For me, there’s another connection between Billy Graham and my dad. Back when I was an impressionable youth in the suburbs of Winnipeg. . . it wasn’t the Hitler Jugend influencing my outlook on life, (as it did my dad’s), it was the Church. And I took it all very seriously.
As I young girl I prayed fervently for my father—a Lutheran—seen by my fellow Baptists as needing redemption.  I decided to take it to Billy Graham and wrote him an impassioned letter where I shared my fear that my wonderful dad would not make it to heaven with me. 
Someone in Billy Graham’s company wrote back:  yes, they would pray for my father. I saved that letter for years, trusting that my dad would be taken care of. Eventually, that prayer came true. But by then, I’d found my own—faltering, but empowering—way outside of the narrow-minded Baptist faith.
I was in grade six when I attended a Billy Graham Crusade at the old arena by Polo Park during Canada’s Centennial year. I remember the hymn, “Just as I am,” sung at a crucial time, as thousands streamed to the front to be ‘converted.’  And then the song, “I have decided to follow Jesus.”  No doubt it was a well-choreographed script.
Music performed during the Crusades was often heard at our house. (I even used a recording of “How Great Thou Art” by George Beverly Shea at my mom’s funeral only a few years ago.) Maybe it was because Billy Graham endorsed Johnny Cash that we got to hear his songs on our record player. (Beatle’s music or top ten hits were not permitted.)
The families of my church and youth came together like a beautiful choir during the Billy Graham fever—united by an evangelical fervour. Considering these families were recent immigrants from a Hitler-dominated Europe, was there perhaps a kind of nostalgia for mass rallies which promised something bigger than the individual?
 Billy Graham’s legacy is huge. He held rallies throughout the world—East and West Germany (including Nuremberg), Soviet Union, Great Britain, Africa, India, Korea, Japan, and Winnipeg. Attending a crusade was often life-changing—creating, at the very least—a life-long impression.
He was a powerful orator and had an impact our family. But today I squirm uncomfortably in the church pews of his influence.

Letter from August

Two summers ago, I visited the Okanagan where a cousin of mine lives. Born back in the Soviet Union, she’s the last survivor of the original group of nine family members who came to Canada back in 1953.

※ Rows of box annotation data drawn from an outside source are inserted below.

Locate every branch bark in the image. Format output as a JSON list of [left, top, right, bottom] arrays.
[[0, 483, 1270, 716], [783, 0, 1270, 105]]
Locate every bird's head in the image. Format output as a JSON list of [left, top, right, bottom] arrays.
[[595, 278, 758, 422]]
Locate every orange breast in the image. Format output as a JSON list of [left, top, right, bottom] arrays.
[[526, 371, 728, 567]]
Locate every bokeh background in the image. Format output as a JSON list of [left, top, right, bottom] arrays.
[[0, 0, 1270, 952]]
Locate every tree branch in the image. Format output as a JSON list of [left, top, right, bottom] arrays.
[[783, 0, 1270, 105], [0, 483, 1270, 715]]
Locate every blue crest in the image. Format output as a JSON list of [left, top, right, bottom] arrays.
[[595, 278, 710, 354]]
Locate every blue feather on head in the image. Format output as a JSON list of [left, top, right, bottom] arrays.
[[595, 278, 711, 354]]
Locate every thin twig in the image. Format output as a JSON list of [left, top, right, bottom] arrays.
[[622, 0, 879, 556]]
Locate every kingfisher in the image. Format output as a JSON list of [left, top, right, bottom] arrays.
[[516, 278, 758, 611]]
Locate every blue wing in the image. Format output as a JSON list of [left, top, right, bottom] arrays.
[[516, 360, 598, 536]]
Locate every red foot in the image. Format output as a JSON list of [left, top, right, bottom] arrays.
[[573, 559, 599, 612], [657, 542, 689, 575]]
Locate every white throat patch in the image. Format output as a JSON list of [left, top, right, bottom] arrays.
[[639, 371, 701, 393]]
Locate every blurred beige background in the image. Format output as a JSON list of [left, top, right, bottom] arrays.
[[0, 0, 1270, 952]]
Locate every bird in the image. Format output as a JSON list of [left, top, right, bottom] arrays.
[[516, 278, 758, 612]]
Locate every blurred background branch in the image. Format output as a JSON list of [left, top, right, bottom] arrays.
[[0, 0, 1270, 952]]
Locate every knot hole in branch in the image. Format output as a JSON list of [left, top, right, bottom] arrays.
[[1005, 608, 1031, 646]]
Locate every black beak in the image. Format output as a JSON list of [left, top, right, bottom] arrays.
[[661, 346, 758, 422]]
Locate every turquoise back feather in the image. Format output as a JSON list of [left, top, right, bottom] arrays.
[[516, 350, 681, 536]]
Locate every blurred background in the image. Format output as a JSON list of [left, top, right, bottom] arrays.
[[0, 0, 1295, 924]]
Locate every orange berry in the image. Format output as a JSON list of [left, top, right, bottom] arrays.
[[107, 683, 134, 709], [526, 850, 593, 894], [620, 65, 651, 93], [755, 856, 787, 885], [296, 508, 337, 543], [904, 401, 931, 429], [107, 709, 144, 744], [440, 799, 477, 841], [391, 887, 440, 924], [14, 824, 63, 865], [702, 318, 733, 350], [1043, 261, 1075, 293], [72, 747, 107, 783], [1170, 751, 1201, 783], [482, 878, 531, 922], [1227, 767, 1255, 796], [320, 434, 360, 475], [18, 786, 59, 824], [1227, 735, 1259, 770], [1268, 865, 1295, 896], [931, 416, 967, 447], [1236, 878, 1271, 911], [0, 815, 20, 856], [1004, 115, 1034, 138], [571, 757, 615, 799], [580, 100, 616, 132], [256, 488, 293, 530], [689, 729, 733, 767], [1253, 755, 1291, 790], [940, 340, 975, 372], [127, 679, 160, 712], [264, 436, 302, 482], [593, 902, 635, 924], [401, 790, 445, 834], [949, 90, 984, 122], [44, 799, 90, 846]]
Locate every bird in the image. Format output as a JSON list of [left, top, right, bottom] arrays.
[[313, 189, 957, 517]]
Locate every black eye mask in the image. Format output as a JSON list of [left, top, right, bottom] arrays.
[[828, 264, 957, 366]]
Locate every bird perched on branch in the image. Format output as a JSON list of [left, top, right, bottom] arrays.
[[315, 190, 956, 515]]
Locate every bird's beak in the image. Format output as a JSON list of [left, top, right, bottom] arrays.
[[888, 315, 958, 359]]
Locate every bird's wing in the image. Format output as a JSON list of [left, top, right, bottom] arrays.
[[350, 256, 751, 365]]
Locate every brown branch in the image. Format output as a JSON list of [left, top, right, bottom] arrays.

My cousin showed me a postcard from my uncle. . . my mom’s little brother. I call him Albert in my stories, but his real name was August. August Ristau.

When I returned to Winnipeg after my trip out west, I regretted not making a digital copy of that flimsy, faded postcard. Yesterday, I received a hard copy in the mail.

August sent this card on January (or is that February?)  17th, 1945. It says: 

Dear Brothers! 
Many greetings from my prison camp. So far, things are going well for me and I wish the same for you. I hope we can see each other again soon, in our homeland.  
Greetings from your brother, August.

The date must be January, because by February, Kreuzburg, East Prussia would be empty. All the Germans were fleeing for the Baltic port of Pillau, trying to avoid the approaching Soviet Army.

No one heard from August again.  But this postcard does give me an address to search for when I visit the former East Prussia next year.

Today’s my mom’s birthday. She’d be 99. On her 26th birthday, back in March, 1945, the Red Army captured her and dragged her back into the Soviet Union. Sometimes I feel discouraged about the publication challenges I’ve encountered after writing these stories. But then I look at these faces and I become determined —all over again.